理系大学生・大学院生によるサイエンスのおはなし

リバコミ!
Jun
15

大家族で暮らす小さな侵略者

こんにちは!磯貝です。

5月28日に行なわれたリバネスアメリカ実験教室にスタッフとして参加し,1週間ほどカリフォルニアに滞在してきました!

初めて見るさまざまなものに驚き,感動しました。
広い土地,きれいな海,お店の料理についてくる膨大な量のポテト・・・
そして,お世話になったお宅のキッチンを襲撃する,小さなアリの行列!!

とても身近なところにいるアリですが,改めて調べてみると,体は小さいながらも実はすごい力を持っていることがわかりました!
■家族の住む“家”はキロメートル単位の大きさ

アリは,女王アリ,働きアリ,兵隊アリ,オスアリなど,いくつかの階級のアリからなるコロニーを生活単位としています。
単女王制のアリでは,新女王が新しい巣をつくるとそれは別のコロニーになりますが,ひとつのコロニーに複数の女王アリがいる多女王制では,新女王アリはオリジナルの巣の近くで新しい巣をつくり,その両方の巣は接続していて,しばしば働きアリが行き交います。
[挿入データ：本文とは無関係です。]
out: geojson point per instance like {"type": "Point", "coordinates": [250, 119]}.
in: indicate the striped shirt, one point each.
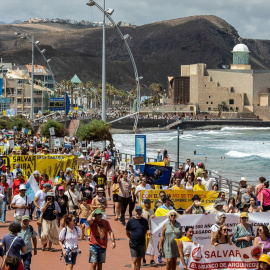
{"type": "Point", "coordinates": [124, 188]}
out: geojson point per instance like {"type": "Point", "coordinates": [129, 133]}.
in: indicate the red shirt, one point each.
{"type": "Point", "coordinates": [44, 182]}
{"type": "Point", "coordinates": [99, 233]}
{"type": "Point", "coordinates": [16, 185]}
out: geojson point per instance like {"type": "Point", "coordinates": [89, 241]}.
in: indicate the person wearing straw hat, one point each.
{"type": "Point", "coordinates": [264, 262]}
{"type": "Point", "coordinates": [49, 228]}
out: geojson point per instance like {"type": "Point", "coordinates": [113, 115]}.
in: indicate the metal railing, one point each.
{"type": "Point", "coordinates": [226, 185]}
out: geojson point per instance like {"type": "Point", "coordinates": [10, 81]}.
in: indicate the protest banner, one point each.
{"type": "Point", "coordinates": [49, 164]}
{"type": "Point", "coordinates": [157, 175]}
{"type": "Point", "coordinates": [227, 257]}
{"type": "Point", "coordinates": [202, 225]}
{"type": "Point", "coordinates": [181, 198]}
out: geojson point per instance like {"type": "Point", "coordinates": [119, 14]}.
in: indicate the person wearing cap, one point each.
{"type": "Point", "coordinates": [241, 190]}
{"type": "Point", "coordinates": [159, 156]}
{"type": "Point", "coordinates": [100, 228]}
{"type": "Point", "coordinates": [39, 199]}
{"type": "Point", "coordinates": [62, 201]}
{"type": "Point", "coordinates": [100, 200]}
{"type": "Point", "coordinates": [148, 214]}
{"type": "Point", "coordinates": [17, 182]}
{"type": "Point", "coordinates": [220, 218]}
{"type": "Point", "coordinates": [136, 229]}
{"type": "Point", "coordinates": [49, 228]}
{"type": "Point", "coordinates": [243, 233]}
{"type": "Point", "coordinates": [264, 262]}
{"type": "Point", "coordinates": [218, 206]}
{"type": "Point", "coordinates": [27, 234]}
{"type": "Point", "coordinates": [21, 203]}
{"type": "Point", "coordinates": [196, 207]}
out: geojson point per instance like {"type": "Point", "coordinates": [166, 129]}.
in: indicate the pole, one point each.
{"type": "Point", "coordinates": [104, 74]}
{"type": "Point", "coordinates": [32, 81]}
{"type": "Point", "coordinates": [16, 95]}
{"type": "Point", "coordinates": [178, 143]}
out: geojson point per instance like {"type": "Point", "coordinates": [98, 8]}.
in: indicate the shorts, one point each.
{"type": "Point", "coordinates": [137, 252]}
{"type": "Point", "coordinates": [97, 254]}
{"type": "Point", "coordinates": [266, 208]}
{"type": "Point", "coordinates": [115, 198]}
{"type": "Point", "coordinates": [84, 221]}
{"type": "Point", "coordinates": [71, 257]}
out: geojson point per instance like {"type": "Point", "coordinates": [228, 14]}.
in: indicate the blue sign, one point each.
{"type": "Point", "coordinates": [140, 148]}
{"type": "Point", "coordinates": [1, 86]}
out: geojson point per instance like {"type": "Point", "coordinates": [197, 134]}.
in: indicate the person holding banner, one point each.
{"type": "Point", "coordinates": [264, 262]}
{"type": "Point", "coordinates": [172, 230]}
{"type": "Point", "coordinates": [243, 233]}
{"type": "Point", "coordinates": [184, 247]}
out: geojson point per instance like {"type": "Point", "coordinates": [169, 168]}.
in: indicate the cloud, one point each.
{"type": "Point", "coordinates": [249, 17]}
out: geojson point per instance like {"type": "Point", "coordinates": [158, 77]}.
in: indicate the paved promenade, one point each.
{"type": "Point", "coordinates": [118, 258]}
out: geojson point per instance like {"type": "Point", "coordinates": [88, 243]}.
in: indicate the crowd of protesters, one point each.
{"type": "Point", "coordinates": [70, 208]}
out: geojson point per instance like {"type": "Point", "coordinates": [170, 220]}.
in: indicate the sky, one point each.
{"type": "Point", "coordinates": [249, 17]}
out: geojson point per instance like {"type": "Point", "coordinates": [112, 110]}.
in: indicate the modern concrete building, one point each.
{"type": "Point", "coordinates": [240, 87]}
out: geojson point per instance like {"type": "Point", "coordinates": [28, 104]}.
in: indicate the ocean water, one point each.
{"type": "Point", "coordinates": [246, 149]}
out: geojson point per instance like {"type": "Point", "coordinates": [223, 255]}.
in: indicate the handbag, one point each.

このような分巣によって,コロニーはわたしたちの想像以上に拡大していきます。
わたしがカリフォルニアで見たアルゼンチンアリも多女王制のアリで,非常に大きなコロニーを形成します。
これまでに発見されているアルゼンチンアリのコロニーで最も大きいものは,イタリア,フランス,スペインおよびポルトガルの海岸線に沿って6,000キロメートル以上!に拡がっているという報告があります。

まさに,大家族なのです。


■家族を見分ける方法とは?

ところで,アリは異なるコロニーのアリを激しく攻撃することがすでに知られています。
では,どのようにして同じコロニーの仲間とそれ以外のアリを識別しているのでしょうか。
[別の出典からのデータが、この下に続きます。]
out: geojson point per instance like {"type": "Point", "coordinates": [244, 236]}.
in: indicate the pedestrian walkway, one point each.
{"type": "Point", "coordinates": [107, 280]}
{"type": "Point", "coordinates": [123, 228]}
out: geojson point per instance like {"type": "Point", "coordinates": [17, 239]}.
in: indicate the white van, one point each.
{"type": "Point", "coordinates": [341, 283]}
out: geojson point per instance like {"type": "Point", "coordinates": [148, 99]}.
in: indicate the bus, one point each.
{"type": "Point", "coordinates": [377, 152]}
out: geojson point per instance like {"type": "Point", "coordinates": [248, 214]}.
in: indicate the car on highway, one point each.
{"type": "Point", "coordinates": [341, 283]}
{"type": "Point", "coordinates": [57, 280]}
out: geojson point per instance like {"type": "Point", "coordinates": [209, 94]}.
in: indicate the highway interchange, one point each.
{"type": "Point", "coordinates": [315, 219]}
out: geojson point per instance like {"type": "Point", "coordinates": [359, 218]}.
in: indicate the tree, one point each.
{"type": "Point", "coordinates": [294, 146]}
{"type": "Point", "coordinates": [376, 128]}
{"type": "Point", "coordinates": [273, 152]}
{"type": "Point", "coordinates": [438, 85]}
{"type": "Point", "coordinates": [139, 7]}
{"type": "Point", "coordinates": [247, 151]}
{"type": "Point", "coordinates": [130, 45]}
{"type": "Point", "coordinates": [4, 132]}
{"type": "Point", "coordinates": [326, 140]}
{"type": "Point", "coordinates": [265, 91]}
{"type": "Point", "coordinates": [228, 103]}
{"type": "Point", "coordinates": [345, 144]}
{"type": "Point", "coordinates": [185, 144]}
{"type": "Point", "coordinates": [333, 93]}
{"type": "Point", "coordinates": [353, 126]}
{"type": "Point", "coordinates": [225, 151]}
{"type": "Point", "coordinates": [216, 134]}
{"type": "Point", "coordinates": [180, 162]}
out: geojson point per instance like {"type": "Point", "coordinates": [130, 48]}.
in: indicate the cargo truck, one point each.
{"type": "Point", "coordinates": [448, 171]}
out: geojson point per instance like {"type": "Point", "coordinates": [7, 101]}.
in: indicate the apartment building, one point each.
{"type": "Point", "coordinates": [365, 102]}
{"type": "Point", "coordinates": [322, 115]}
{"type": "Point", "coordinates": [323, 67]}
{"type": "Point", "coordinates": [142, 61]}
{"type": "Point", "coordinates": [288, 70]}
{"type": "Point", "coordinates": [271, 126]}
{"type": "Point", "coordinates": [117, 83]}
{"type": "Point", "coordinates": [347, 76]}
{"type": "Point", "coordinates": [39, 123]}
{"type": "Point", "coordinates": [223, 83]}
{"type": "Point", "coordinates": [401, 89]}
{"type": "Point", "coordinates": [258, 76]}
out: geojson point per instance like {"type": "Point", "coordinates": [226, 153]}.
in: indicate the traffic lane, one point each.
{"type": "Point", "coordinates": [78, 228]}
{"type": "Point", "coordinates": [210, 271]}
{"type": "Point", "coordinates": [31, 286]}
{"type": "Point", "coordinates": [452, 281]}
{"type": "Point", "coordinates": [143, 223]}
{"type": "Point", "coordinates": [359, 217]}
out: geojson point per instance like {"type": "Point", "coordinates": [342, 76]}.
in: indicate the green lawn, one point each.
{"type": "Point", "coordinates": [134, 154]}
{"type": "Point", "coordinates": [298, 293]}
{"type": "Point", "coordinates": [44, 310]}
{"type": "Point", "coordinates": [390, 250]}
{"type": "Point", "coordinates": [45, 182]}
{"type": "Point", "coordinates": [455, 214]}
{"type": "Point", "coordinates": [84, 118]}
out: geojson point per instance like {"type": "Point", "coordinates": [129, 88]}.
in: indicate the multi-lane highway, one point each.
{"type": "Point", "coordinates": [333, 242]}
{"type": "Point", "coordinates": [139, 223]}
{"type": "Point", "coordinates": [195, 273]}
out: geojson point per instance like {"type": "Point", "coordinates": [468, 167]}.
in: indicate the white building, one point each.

アリは,出会った相手の認識を,視覚ではなく触覚による接触で行なっています。
出会った相手の体表に存在する不揮発性の化学物質を触覚で認識し,判断しているのです。
この化学物質は種によって組成が異なり,それが種を識別するシグナルになっていると考えられています。
では,同種のアリにおけるコロニーの違いは,何をもとに判断されているのでしょうか。

それは,やはり体表の化学物質でした。
アリたちが体表にまとう化学物質は,コロニーごとにも組成比が異なり,それを触覚で識別しているのです。
そして,その化学物質は,女王アリが発する物質がもととなり,グルーミング(自分や相手の体を舐めて身づくろいすること)によって働きアリに均一にいき渡ることにより,同じコロニーのアリすべてが同一の化学物質をまとうことができるのです。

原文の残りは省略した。